All very true; however, both will work...


----------



## Mike_G (Nov 8, 2011)

Always look at the end grain when you're selecting wood- you want pieces that have narrow growth rings running straight across the narrow part of the board, those are quartersawn and will resist warpage or twisting. They're usually noticeably heavier when you pick them up.


----------



## BillD (May 17, 2005)

If you are using dimensional lumber of 2 x 4 size, the grade isn't really important as the lumber is already overkill for a tank stand. Even kiln dried lumber will warp and twist if not secured. Ideally you want lumber that has sat in a bundle for a period of time after leaving the kiln.


----------



## redblufffishguy (Jul 16, 2009)

BillD I totally agree with you!

2 x 4 is definately overkill, I have said this many times before on this website. But, this time i think 2 x 4 is appropriate. I wouldn't suggest anything smaller for a third level tank, especially a 55 gallon.

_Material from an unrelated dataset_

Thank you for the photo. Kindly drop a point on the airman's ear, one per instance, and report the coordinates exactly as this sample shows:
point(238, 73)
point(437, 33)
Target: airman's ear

And to be honest, I wouldn't use anything other than kiln dried 2 x 4's. But the original question was which to use, and my original answer still rings true, both will work.

I am not sure which type of pressure treated lumber they use in Illinois, but in California it has been changed from green (*arsnic*) to brown (which uses *copper azole* as the main presservative). Splinters are still going to suck, but are far less dangerous than the old stuff.

There will be a differance in strength, but a 55 gallon aquarium does not carry enough weight to cause concern.

Anyway, Liquid134 you have several options, let us know which one you choose and post some photos!!

RBFG


----------